Key Points
- North Carolina added a $1,000 tax on vape shops.
- Retailers must verify customers are at least 21.
- Vape shop operators expect higher compliance costs.
- Some retailers already enforced 21+ policies voluntarily.
- Advocates are calling for broader nicotine product regulation.
2Firsts
July 8, 2026
North Carolina’s newly passed fiscal year 2026-27 state budget introduces additional regulations for vape retailers, including a dedicated shop tax and mandatory age verification requirements.
Vape Shops Face New $1,000 Tax
The new budget includes a $1,000 tax on vape shops operating in North Carolina.
Local vape retailer Jeremy Ridgeway said the additional tax would increase operating costs and could eventually affect consumers through higher prices.
However, he said businesses would comply with reasonable regulatory requirements imposed by the state.
Retailers Must Verify Customers Are 21 or Older
The new rules also require vape shops to verify that customers are at least 21 years old.
Ridgeway said his store had already implemented a 21+ policy since 2018, but noted that some retailers have not followed the same standard.
He said stronger enforcement could help legitimize the industry and prevent youth access to nicotine products.

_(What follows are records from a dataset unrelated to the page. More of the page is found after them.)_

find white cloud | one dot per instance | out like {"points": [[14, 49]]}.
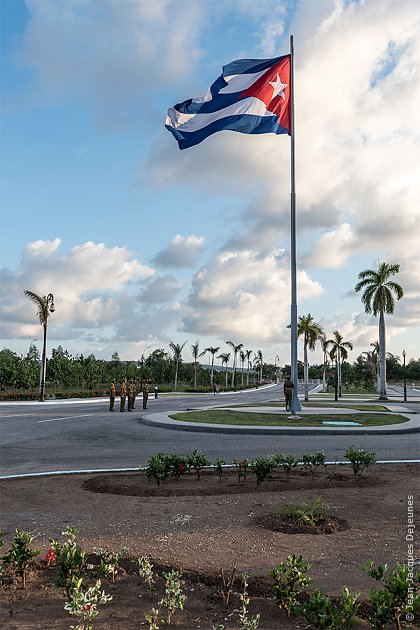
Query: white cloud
{"points": [[183, 251]]}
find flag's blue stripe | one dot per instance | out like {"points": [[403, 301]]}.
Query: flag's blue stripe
{"points": [[245, 123], [219, 102], [249, 66]]}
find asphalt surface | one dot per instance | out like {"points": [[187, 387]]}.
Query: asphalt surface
{"points": [[84, 435]]}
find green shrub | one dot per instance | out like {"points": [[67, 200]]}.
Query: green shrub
{"points": [[398, 597], [262, 467], [301, 514], [360, 460], [197, 460], [290, 581], [20, 555], [324, 613], [158, 467]]}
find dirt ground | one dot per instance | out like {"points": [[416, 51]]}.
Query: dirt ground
{"points": [[200, 527]]}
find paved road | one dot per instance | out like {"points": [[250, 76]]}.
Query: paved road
{"points": [[84, 435]]}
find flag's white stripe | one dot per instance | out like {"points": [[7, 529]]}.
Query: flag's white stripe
{"points": [[236, 83], [194, 122], [239, 82]]}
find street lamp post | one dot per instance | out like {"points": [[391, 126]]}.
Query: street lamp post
{"points": [[49, 307], [405, 378]]}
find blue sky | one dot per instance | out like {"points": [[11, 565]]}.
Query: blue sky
{"points": [[142, 244]]}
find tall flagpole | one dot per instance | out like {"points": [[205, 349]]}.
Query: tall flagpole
{"points": [[295, 406]]}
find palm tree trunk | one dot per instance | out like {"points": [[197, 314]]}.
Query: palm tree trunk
{"points": [[176, 376], [382, 357], [306, 371]]}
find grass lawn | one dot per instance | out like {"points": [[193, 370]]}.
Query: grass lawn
{"points": [[220, 416], [345, 405]]}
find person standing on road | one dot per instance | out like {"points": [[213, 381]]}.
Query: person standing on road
{"points": [[123, 394], [134, 393], [288, 388], [130, 391], [112, 395], [145, 394]]}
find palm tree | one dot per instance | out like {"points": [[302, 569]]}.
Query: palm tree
{"points": [[371, 358], [45, 306], [311, 332], [177, 350], [195, 352], [235, 351], [225, 356], [324, 347], [212, 352], [258, 361], [378, 298], [339, 353], [242, 356], [249, 364]]}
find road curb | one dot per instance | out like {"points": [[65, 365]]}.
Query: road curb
{"points": [[175, 425]]}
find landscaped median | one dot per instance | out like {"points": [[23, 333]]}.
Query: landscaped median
{"points": [[247, 416]]}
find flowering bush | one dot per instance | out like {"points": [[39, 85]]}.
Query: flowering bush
{"points": [[20, 555], [71, 559], [241, 468], [197, 460], [84, 604]]}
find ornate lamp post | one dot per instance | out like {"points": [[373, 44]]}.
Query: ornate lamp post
{"points": [[405, 378], [49, 308]]}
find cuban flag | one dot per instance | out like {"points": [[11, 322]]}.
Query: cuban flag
{"points": [[250, 96]]}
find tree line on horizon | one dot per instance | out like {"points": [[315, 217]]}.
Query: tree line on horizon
{"points": [[378, 289]]}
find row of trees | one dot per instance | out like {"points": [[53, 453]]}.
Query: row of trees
{"points": [[378, 291], [161, 367], [378, 297]]}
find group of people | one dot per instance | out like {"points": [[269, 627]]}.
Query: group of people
{"points": [[128, 392]]}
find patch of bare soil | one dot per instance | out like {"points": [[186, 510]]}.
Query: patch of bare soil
{"points": [[200, 527]]}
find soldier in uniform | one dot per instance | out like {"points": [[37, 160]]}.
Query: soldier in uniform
{"points": [[288, 388], [134, 393], [112, 395], [145, 394], [123, 394], [130, 395]]}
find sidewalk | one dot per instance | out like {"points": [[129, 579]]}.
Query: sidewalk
{"points": [[164, 421]]}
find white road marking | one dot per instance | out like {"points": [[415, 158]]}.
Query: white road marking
{"points": [[65, 418], [16, 415]]}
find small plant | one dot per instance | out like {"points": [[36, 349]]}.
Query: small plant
{"points": [[360, 460], [197, 460], [70, 557], [20, 555], [84, 604], [178, 464], [326, 614], [290, 580], [159, 467], [50, 557], [391, 602], [228, 579], [145, 569], [247, 623], [174, 598], [304, 514], [218, 467], [262, 467], [108, 561], [241, 468], [311, 462], [153, 619], [287, 462]]}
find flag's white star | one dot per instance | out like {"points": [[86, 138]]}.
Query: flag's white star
{"points": [[278, 87]]}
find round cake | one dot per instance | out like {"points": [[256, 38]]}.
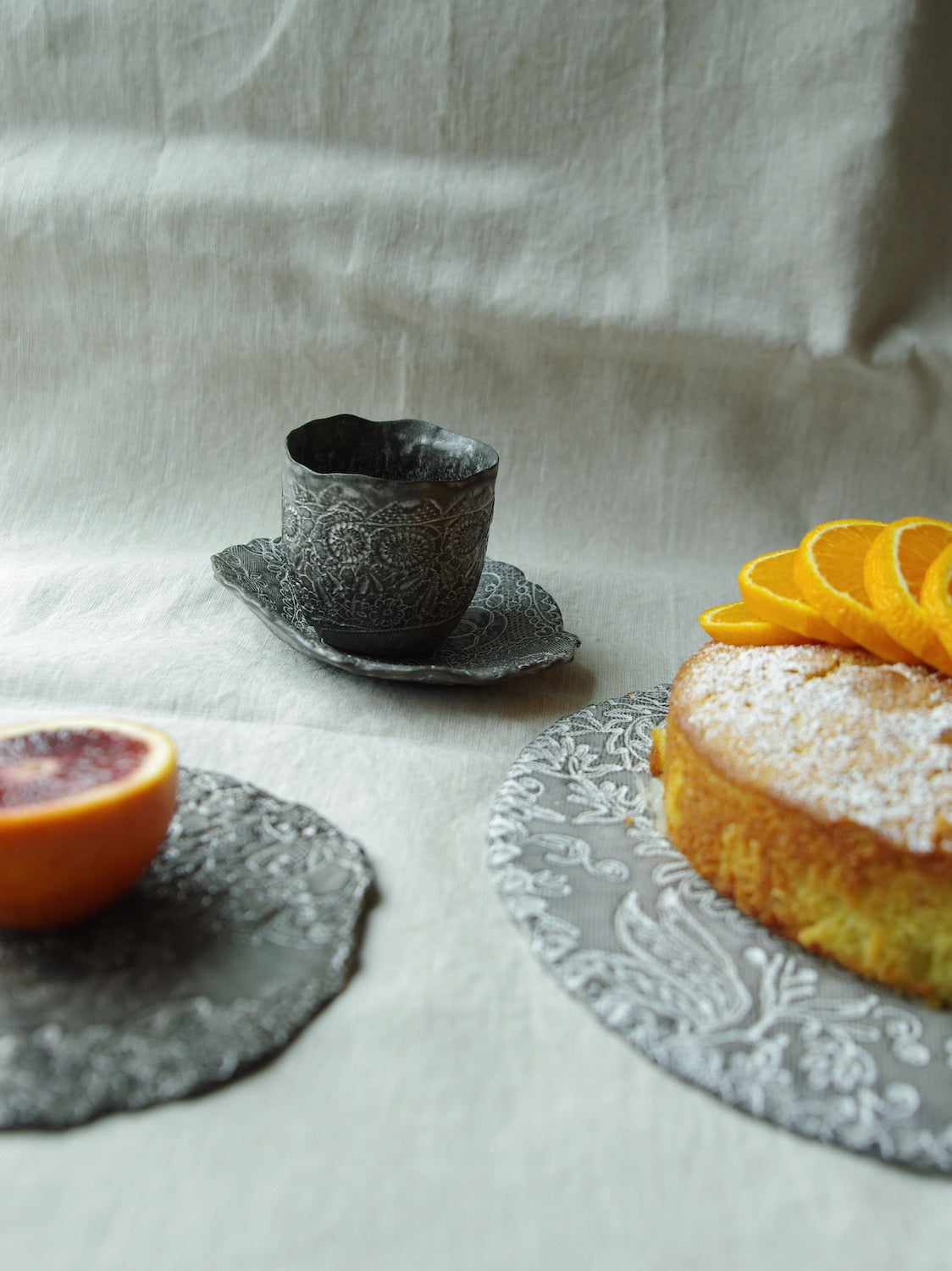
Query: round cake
{"points": [[812, 785]]}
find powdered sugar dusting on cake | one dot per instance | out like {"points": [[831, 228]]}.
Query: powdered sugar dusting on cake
{"points": [[837, 732]]}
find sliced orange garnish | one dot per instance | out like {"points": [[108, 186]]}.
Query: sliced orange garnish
{"points": [[936, 597], [84, 808], [829, 571], [894, 572], [735, 624], [769, 592]]}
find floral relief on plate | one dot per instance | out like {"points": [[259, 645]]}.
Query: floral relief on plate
{"points": [[629, 928]]}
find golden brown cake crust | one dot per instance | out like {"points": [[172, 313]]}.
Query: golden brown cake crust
{"points": [[814, 787]]}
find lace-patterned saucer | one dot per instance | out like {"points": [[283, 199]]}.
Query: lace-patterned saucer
{"points": [[239, 932], [512, 627], [628, 927]]}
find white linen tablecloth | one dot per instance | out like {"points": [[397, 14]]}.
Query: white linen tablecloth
{"points": [[687, 266]]}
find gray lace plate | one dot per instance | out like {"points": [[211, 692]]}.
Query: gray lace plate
{"points": [[514, 627], [628, 927], [233, 940]]}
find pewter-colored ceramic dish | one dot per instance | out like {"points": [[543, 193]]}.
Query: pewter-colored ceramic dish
{"points": [[512, 627], [628, 928], [239, 932]]}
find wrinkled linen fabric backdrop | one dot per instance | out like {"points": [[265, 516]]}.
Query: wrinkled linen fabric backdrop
{"points": [[687, 267]]}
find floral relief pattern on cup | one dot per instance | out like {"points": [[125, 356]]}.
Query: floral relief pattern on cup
{"points": [[386, 553]]}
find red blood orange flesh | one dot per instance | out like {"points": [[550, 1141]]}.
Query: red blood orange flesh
{"points": [[84, 808]]}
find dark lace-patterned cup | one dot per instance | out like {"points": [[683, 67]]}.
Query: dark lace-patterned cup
{"points": [[384, 529]]}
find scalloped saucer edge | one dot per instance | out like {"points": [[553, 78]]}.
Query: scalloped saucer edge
{"points": [[512, 627]]}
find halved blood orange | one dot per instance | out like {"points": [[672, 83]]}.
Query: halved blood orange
{"points": [[84, 806], [735, 624]]}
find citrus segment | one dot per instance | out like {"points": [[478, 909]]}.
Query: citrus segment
{"points": [[894, 572], [936, 597], [735, 624], [769, 592], [827, 569], [84, 808]]}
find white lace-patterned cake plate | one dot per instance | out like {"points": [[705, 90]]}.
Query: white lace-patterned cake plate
{"points": [[628, 927], [241, 930], [512, 627]]}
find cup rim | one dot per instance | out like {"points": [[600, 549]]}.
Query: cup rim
{"points": [[487, 459]]}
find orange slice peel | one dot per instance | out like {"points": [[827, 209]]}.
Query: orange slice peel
{"points": [[936, 597], [735, 624], [769, 592], [827, 569], [894, 574]]}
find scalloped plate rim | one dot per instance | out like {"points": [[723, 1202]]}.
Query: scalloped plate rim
{"points": [[562, 651]]}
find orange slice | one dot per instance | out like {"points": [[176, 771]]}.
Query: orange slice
{"points": [[84, 808], [769, 591], [894, 572], [735, 624], [936, 597], [829, 571]]}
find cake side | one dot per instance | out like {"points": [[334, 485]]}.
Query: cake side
{"points": [[811, 785], [834, 732]]}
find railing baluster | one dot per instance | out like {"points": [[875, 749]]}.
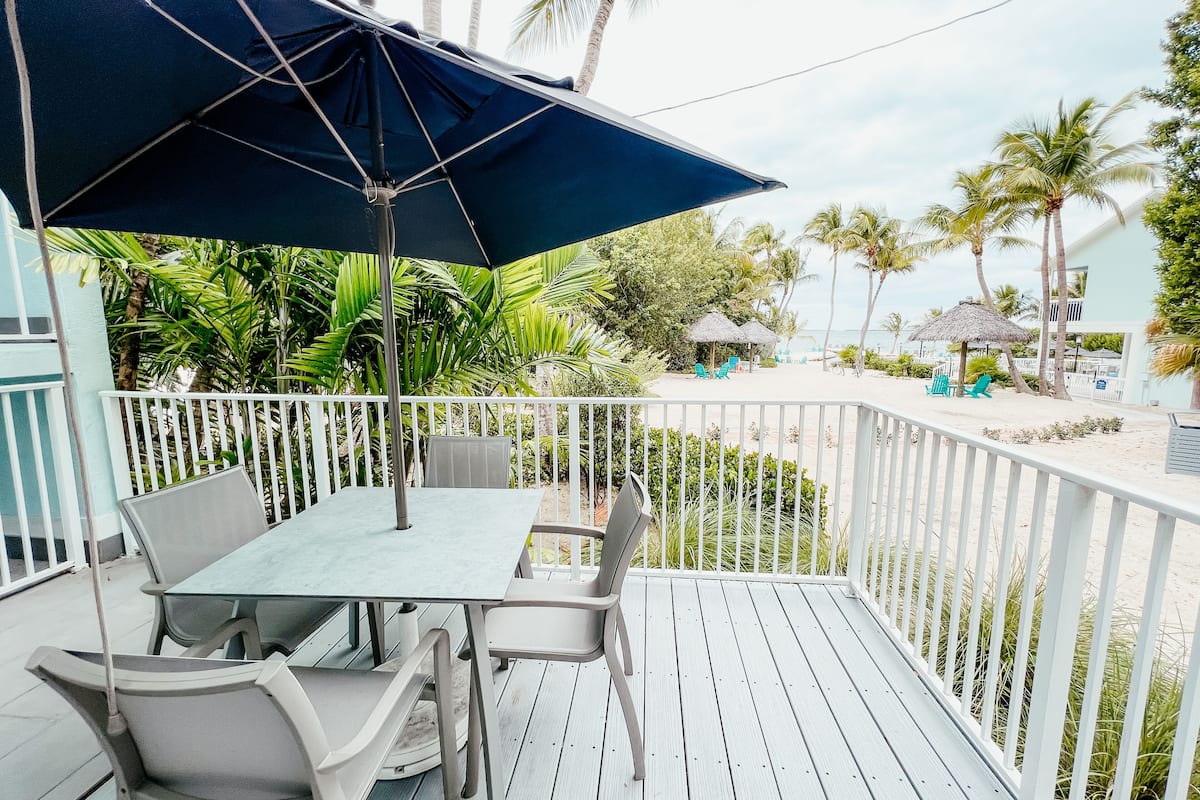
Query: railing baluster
{"points": [[1003, 565], [1102, 629], [1025, 623], [1144, 656]]}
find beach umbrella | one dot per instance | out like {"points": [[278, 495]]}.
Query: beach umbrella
{"points": [[755, 334], [713, 328], [321, 124], [969, 322]]}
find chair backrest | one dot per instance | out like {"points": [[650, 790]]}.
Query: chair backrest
{"points": [[468, 462], [197, 727], [627, 523], [186, 527]]}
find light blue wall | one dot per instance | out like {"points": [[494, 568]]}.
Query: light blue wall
{"points": [[29, 361], [1121, 278]]}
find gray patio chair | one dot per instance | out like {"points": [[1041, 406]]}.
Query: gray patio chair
{"points": [[575, 621], [202, 729], [187, 527]]}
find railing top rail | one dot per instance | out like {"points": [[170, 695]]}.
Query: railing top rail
{"points": [[475, 398], [1115, 487], [37, 385]]}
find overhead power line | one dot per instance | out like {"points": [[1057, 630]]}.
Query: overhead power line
{"points": [[828, 64]]}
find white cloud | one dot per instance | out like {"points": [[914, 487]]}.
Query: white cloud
{"points": [[888, 128]]}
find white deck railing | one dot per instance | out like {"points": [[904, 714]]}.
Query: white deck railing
{"points": [[40, 528], [921, 521]]}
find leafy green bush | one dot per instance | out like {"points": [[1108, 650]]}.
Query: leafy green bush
{"points": [[983, 365]]}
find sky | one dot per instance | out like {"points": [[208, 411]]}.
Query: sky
{"points": [[886, 128]]}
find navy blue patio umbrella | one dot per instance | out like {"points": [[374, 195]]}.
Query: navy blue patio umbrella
{"points": [[319, 124]]}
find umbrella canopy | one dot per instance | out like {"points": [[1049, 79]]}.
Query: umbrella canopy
{"points": [[969, 322], [755, 332], [484, 162], [313, 122], [713, 328]]}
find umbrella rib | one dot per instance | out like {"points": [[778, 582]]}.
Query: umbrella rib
{"points": [[433, 149], [303, 89], [108, 173], [275, 155]]}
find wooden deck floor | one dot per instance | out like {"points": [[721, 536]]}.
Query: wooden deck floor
{"points": [[747, 690]]}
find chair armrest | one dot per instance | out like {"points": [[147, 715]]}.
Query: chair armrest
{"points": [[241, 626], [155, 589], [582, 603], [437, 641], [564, 528]]}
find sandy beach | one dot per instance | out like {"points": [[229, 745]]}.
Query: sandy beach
{"points": [[1133, 457]]}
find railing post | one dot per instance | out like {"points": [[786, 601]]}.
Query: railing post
{"points": [[119, 459], [573, 477], [1056, 639], [864, 440], [65, 475], [321, 447]]}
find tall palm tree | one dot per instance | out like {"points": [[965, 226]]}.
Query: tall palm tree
{"points": [[1071, 156], [985, 215], [894, 324], [1014, 304], [829, 227], [876, 238], [544, 24]]}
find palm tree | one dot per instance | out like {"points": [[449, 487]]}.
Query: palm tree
{"points": [[1014, 304], [1176, 354], [885, 248], [985, 215], [894, 324], [829, 227], [1069, 156], [544, 24]]}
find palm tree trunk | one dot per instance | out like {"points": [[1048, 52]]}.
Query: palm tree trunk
{"points": [[1060, 353], [1018, 380], [833, 289], [431, 17], [859, 356], [477, 7], [592, 55], [1044, 342]]}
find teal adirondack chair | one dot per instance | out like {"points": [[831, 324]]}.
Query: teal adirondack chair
{"points": [[941, 386], [979, 389]]}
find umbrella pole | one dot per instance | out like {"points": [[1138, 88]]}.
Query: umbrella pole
{"points": [[963, 370], [381, 194]]}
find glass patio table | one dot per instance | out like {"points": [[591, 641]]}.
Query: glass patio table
{"points": [[462, 548]]}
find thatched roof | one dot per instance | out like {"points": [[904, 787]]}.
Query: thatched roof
{"points": [[970, 322], [755, 332], [714, 326]]}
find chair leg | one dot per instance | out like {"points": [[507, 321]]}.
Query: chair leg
{"points": [[627, 654], [159, 632], [474, 741], [375, 621], [353, 631], [630, 711]]}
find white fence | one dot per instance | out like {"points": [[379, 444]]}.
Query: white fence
{"points": [[39, 507], [1002, 577]]}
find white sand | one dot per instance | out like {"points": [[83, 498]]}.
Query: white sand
{"points": [[1134, 457]]}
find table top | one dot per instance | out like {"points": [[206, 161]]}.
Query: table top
{"points": [[462, 547]]}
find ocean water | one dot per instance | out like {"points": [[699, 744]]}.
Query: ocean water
{"points": [[876, 340]]}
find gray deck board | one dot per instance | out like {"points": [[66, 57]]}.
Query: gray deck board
{"points": [[744, 691]]}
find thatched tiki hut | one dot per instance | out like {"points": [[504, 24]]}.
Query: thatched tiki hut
{"points": [[756, 334], [713, 328], [970, 322]]}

Debate Expands Beyond Vape Products
While the new budget language focuses on vape retailers, some advocates are calling for broader regulation covering additional nicotine products.
Student advocate Will Hopper said regulation should also include cigarettes, cigars, cigarillos and nicotine pouches.
He supports “Solly’s Law,” a proposal that would raise tobacco sales requirements and require tobacco retail permits.
Industry Impact and Outlook
North Carolina’s new measures reflect a broader shift in U.S. state-level vaping regulation from product restrictions toward retail compliance management.
While earlier regulatory debates focused largely on product authorization, flavors and youth protection, states are increasingly adding requirements related to retailer licensing, taxes and age verification.
For vape retailers, the new rules may increase operating costs through additional taxes, compliance systems and employee training requirements. Smaller operators may face greater pressure as regulatory obligations expand.
The North Carolina case highlights a growing trend of stricter retail oversight in the U.S. vaping market. Whether more states adopt similar approaches will be an important factor shaping the future of vape distribution channels.